9.5 x 8.5 cm. boyutlarında kontrplak üzerine yapılan bu yağlıboya minyatür portre Osman Hamdi Bey’in tüm özelliklerini taşımaktadır. Osman Hamdi Bey’in kızı olan Leyla, sanatçının fırçasından bir masumiyet abidesi olarak betimlenmiştir. Beyaz başörtüsü arka planla bir tezat teşkil edip portreyi daha iyi algılamamıza sebep olmaktadır. Tablodaki Leyla’nın hülyalı bakışları bizi Osman Hamdi Bey’in gizemli dünyasına yönlendirmektedir.
Osman Hamdi
Türk resminin kurucularından Osman Hamdi Bey aslen Sakızlı Rum bir babanın oğludur. İstanbul’da doğan sanatçı ilköğrenime Beşiktaş’ta başladı, sonra Maarif-i Adliye’ye geçti. Resim sanatına olan ilgisine karşın babasının isteği üzerine Hukuk okumaya 1857 yılında Paris’e giden Osman Hamdi, 12 yıl bulunduğu bu şehirde hukuk öğreniminin yanında Paris Güzel Sanatlar Okulu’na (Ecole des Beaux Arts) devam etti. Burada ünlü oryantalist ressam Jean-Léon Gérome ve Gustave Boulanger’in atölyelerinde çalıştı.
1869 yılında İstanbul’a döndü. Aynı yıl Vilâyet Umumu Ecnebiye Müdürü olarak Bağdat’a atandı. 1873 yılında Viyana Evrensel sergisine hazine eşyasını götürmekle görevlendirildi.
İlk Türk arkeoloğu olarak kabul edilen Osman Hamdi, birçok kazılarda görev aldı ve Arkeoloji Müzesi’ni kurudu. Saray kazılarında bulduğu İskender Lahdi’ni müzeye kazandırdı. Uzun yıllar Arkeoloji Müzesi’nin müdürü olarak görevde bulunan Osman Hamdi, aynı zamanda Oskan Efendi ile birlikte Sanayî-i Nefîse’nin kurucularındandır. Okul binasını Mimar Vallaury ile birlikte tasarlayan ve akademik kadronun oluşturulmasında görev alan sanatçı, okulun ilk müdürü oldu.

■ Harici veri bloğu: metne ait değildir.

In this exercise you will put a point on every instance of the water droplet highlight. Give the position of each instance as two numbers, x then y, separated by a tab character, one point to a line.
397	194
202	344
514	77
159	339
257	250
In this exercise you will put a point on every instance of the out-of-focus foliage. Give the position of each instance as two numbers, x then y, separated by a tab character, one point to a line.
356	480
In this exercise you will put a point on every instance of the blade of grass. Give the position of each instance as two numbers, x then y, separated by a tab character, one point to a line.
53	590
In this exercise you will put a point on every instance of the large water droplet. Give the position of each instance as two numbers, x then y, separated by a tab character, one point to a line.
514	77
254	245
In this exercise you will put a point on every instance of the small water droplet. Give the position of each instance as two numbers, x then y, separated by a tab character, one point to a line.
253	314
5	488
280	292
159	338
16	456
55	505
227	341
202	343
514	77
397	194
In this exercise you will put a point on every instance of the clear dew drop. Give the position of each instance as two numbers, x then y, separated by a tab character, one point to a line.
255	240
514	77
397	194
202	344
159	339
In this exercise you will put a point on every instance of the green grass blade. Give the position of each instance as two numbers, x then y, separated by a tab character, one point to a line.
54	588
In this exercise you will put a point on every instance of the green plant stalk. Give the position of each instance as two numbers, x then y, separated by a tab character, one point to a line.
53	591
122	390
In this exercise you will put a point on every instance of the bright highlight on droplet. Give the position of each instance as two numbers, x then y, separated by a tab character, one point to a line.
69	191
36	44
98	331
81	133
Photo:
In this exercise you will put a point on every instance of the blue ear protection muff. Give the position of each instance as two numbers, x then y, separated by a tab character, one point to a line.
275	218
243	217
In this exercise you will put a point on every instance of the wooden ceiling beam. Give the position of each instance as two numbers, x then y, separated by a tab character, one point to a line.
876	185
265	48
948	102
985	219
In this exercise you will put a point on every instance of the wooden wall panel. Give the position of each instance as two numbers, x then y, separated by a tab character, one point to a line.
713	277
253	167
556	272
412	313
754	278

Türk müzeciliğinin oluşumunda önemli katkılarda bulunan Osman Hamdi, müzecilik ve arkeoloji çalışmalarını sürdürürken resim yapmayı hiç bırakmadı. İlk Türk ressamlarından olan ve Türk resminde figürlü kompozisyon kullanan ilk ressam olarak tarihe geçen Osman Hamdi, hem Avrupa’da hem de Türkiye’de oryantalist eserleriyle tanındı. Osman Hamdi Bey’i Batılı oryantalistlerden ayıran en büyük özellik, onlar gibi bir Doğu nostaljisi içerisinde değil doğrudan doğruya kendi kültür dünyasını, içinde yaşadığı mekânları, çevresindeki kişileri ve nesneleri resminde işlemiş olmasıdır. Doğulu giysiler içerisinde, akademik resme özgü bir işçilik yansıtan bu figürlerde, Doğu dünyasının görkemli yaşamı ve mistik felsefesi ağır basar. Ayrıntıyı, bütünsel bir düzen içinde kavrayış, Osman Hamdi resminin temel özelliğidir. Osman Hamdi’nin birçok resmi İstanbul Resim ve Heykel Müzesi, Londra, Liverpool ve Boston müzelerinde sergilenmektedir.